What led you to your current career path?
My path started while I was in school at MSU. The Michigan Department of Agriculture came to the veterinary school recruiting students to assist with the bovine TB outbreak and rabies surveillances. I started with them as a student and loved it. That led me to working with the USDA and haven’t looked back since.
Why is inspiring generations of future veterinary professionals, as well as professionals who may be interested in a career transition to government or military, important to you?
It is important to me because I love my profession and want to let kids, especially those that are under-represented in the profession, to experience working with animals. I would like them to see that there are veterinarians of color as well.
Also, I love to talk about career transitioning because the government and military can bring so many benefits to those that want to change their path in the profession.
What are your hobbies or interests outside of your work?
I am an adjunct professor for the College of Southern Maryland where I teach the veterinary assistant program.
I also have a farm (Double Z Cowboy Corral) with petting animals and horseback riding. I work with the DC STAND foundation to help kids in the inner city learn about animals and how to ride western.
As a field, veterinary medicine is pushing to #WakeUpVetMed and increase diversity, equity, and inclusion. What does that mean to you in your role as diversity and inclusion management advisor within USDA-APHIS?
This means a lot to me because ever since I graduated from MSU, I had the drive in my heart to do as much as I could to enhance diversity in our profession and paying it forward, because you can’t just do it alone.
I have generally given presentations to vet schools and pre-vet summer camps nationally. Now, locally within in the Washington DC, Maryland, and Virginia area, I have the fortunate opportunity to teach students from under-represented areas.
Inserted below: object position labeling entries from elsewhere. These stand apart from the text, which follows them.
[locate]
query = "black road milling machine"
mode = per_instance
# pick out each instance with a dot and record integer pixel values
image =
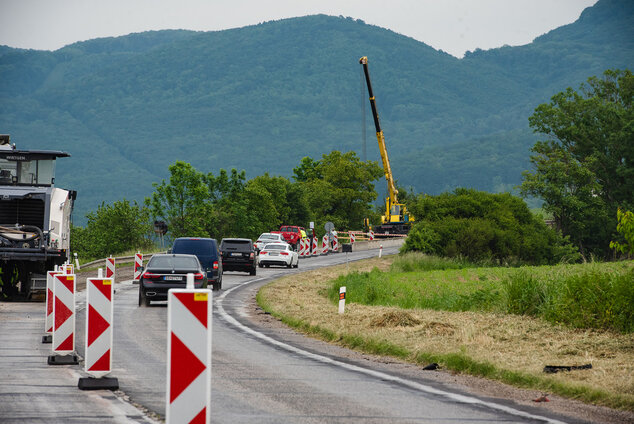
(35, 220)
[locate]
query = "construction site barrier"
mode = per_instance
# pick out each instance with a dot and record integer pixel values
(63, 320)
(189, 323)
(98, 360)
(50, 298)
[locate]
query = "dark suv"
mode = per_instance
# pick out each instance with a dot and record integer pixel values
(206, 250)
(238, 255)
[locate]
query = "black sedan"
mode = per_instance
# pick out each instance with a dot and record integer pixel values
(164, 272)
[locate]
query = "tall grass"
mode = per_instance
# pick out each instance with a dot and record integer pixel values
(599, 296)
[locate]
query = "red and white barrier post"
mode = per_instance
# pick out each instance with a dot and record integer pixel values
(110, 269)
(138, 263)
(48, 322)
(63, 321)
(342, 299)
(189, 322)
(98, 353)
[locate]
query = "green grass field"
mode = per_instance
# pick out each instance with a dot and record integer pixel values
(591, 295)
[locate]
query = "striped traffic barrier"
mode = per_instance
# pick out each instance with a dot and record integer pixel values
(98, 353)
(138, 263)
(110, 268)
(63, 321)
(302, 248)
(342, 299)
(189, 323)
(48, 322)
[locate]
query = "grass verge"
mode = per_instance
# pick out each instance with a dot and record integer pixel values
(507, 348)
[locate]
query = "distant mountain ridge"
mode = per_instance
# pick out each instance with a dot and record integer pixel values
(262, 97)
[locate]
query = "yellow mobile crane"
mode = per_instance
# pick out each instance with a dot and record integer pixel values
(396, 220)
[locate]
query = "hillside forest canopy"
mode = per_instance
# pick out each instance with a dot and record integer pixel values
(584, 173)
(262, 97)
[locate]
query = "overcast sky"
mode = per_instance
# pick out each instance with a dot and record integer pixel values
(454, 26)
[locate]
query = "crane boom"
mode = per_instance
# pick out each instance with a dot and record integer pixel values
(396, 218)
(393, 192)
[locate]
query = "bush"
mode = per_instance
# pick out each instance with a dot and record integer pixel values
(482, 226)
(594, 299)
(112, 229)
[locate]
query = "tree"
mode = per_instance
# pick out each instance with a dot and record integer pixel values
(625, 228)
(183, 202)
(341, 188)
(585, 170)
(484, 226)
(113, 229)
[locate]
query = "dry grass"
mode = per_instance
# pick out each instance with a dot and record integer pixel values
(514, 343)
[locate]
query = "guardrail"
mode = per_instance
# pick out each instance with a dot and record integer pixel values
(118, 259)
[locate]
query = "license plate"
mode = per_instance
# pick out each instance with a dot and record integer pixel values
(172, 278)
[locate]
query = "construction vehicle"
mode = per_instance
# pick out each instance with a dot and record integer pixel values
(396, 219)
(34, 220)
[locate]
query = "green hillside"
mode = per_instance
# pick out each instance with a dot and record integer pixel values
(262, 97)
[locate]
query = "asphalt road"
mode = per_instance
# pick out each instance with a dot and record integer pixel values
(259, 374)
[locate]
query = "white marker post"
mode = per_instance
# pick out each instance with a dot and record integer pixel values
(138, 264)
(110, 268)
(342, 299)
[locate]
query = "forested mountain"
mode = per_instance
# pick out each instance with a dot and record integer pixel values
(262, 97)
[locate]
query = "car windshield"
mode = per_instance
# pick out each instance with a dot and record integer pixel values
(173, 262)
(235, 244)
(275, 247)
(196, 247)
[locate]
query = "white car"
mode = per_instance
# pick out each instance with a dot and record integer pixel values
(278, 254)
(268, 238)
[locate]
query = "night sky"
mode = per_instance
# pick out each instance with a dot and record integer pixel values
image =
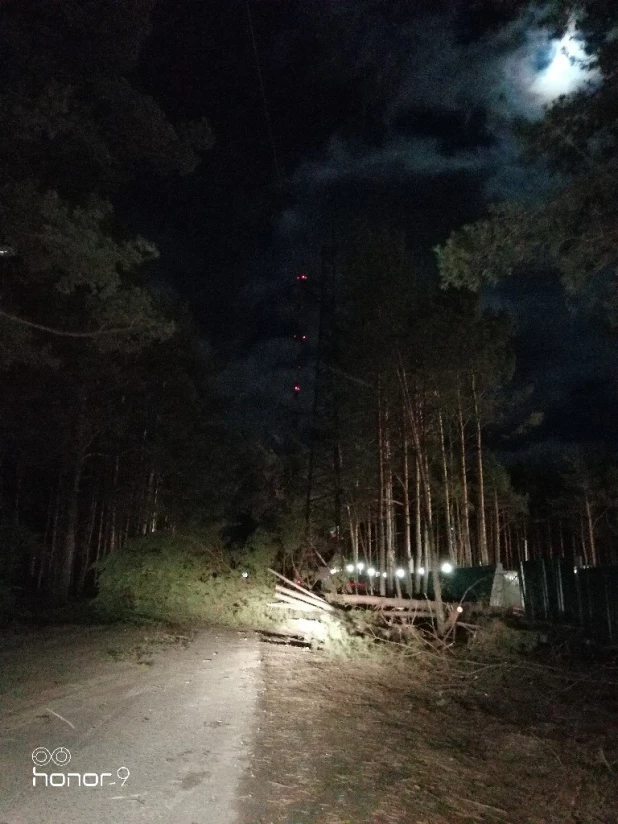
(379, 110)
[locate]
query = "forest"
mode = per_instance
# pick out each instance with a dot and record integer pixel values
(416, 447)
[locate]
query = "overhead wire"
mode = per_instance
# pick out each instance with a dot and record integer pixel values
(299, 337)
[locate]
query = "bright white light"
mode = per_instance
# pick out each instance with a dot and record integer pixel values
(567, 69)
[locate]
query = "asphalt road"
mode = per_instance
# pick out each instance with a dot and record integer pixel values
(164, 743)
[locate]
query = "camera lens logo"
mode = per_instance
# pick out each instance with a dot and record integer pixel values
(42, 756)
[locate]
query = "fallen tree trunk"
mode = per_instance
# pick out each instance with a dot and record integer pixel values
(384, 603)
(305, 597)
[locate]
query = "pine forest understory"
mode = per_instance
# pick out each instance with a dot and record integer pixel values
(419, 447)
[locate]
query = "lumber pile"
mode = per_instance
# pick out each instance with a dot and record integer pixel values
(293, 596)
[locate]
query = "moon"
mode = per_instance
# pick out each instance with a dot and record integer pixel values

I tell them about my career path and teach them about animals through my adjunct teaching at the College of Southern Maryland, and also at our petting farm and horseback riding facility, Double Z Cowboy Corral.
Are you part of any professional organizations?
- Women’s Veterinary Leadership Development Initiative: former president
- District of Columbia Veterinary Medical Association: former executive director
- American Veterinary Medical Association: member; previously part of house of delegates
- American Association of Equine Practitioners: part of diversity task force
- National Association of Federal Veterinarians: member; previously part of board
- Multicultural Veterinary Medical Association: founding board member
In looking back at your veterinary education, what’s something you learned at the College that you still use today?
Networking with people and sharing interests.
What was the most interesting class you took?
All clinicals and externships.
Who was your favorite professor at the College and why?
Dr. Jon Patterson. He was always there for me.
What’s your favorite way to celebrate being a Spartan?
Wearing green and white when I travel, especially in airports. It’s always cool for someone to scream at me “GO GREEN,” and I say back “GO WHITE!”